Aku mencintai dia seperti mencintai keluargaku sendiri, hubungan kami direstui oleh keluargaku maupun keluarganya walau pada awalnya ibuku tidak menyetujui karena perbedaan status social antara kami. Ia bagaikan langit dan aku bagaikan bumi namun mahligai cinta kami mampu menyatukan langit dan bumi itu hingga suatu ketika aku menyadari bahwa cinta itu telah mengoyakkan jiwaku yang rapuh, aku jatuh dalam godaan cintanya dan kami pun tersesat tak terkendali, dalam rahimku kini telah tumbuh benih kehidupan baru namun Randy yang 3 tahun menjalin hubungan denganku ini tiba-tiba hilang bagai ditelan bumi. Belakangan kuketahui bahwa ia telah beristri dan aku hanyalah selirnya.
**
"Hey Mey, ayo maju lagi" Bisik Fati sambil menyiku dengan keras pada sudut pinggangku. Lamuanku pun buyar dan aku melangkah maju dengan pasti ke depan panggung untuk menerima penghargaan berupa beasiswa untuk melanjutkan pendidikan ke jenjang S1 di pulau Jawa. Aku tersenyum bahagia ketika menerima penghargaan itu dan tak terasa air mataku menitik ketika menyalami Kepala Dinas. Turun dari panggung aku berlari menyusuri ribuan pasang mata yang terharu memandangku dan di hadapan sesosok malaikat aku terhenti dan memeluknya erat-erat, malaikat itu adalah ibuku tersayang. "terimakasih banyak Tuhan untuk malaikat yang kau kirimkan bagiku ini." Batinku dalam hati.

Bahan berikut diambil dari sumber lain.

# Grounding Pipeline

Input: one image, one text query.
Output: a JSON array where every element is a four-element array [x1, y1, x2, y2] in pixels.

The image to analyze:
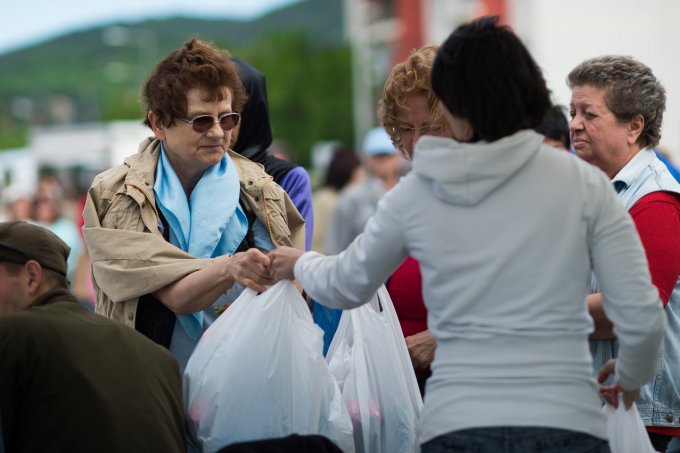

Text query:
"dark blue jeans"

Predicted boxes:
[[421, 427, 610, 453]]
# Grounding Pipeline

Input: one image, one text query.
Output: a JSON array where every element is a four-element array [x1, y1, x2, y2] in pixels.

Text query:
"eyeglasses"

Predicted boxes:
[[392, 124, 444, 137], [179, 112, 241, 134]]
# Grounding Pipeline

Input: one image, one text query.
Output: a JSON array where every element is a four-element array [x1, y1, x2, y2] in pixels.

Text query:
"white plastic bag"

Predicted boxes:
[[602, 395, 655, 453], [184, 280, 354, 452], [326, 286, 423, 453]]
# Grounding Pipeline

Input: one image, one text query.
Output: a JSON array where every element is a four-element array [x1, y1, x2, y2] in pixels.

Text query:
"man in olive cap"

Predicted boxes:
[[0, 222, 186, 452]]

Namun seketika aliran darahku serasa berhenti bekerja karena maliakat itu tak membalas pelukanku, ia menjadi beku bagaikan patung. "Oh Tuhan, ampuni aku karena telah dengan durhaka mengoyakan bulir-bulir semangat malaikatku, aku bahagia saat ini tapi dibalik kebahagiaan itu ada duka yang mendalam. Ibu sang malikatku pergi meninggalkanku bertepatan dengan hari bahagiaku karena leukemia yang dideritanya juga perbuatanku yang telah memberi luka yang amat dalam di hatinya. Apakah aku harus tertawa ataukah harus menangis?"
Aku tak bisa berhenti tertawa tapi juga tak bisa berhenti menangis hingga semua orang memanggilku sakit jiwa, di sepanjang perjalanan anak-anak memanggil dan menggangguku dengan sebutan orang gila, aku tertawa dan juga menangis namun aku marah hingga kulempari tiap orang yang menatapku, aku kini menjadi GILA karena kedurhakaanku sendiri.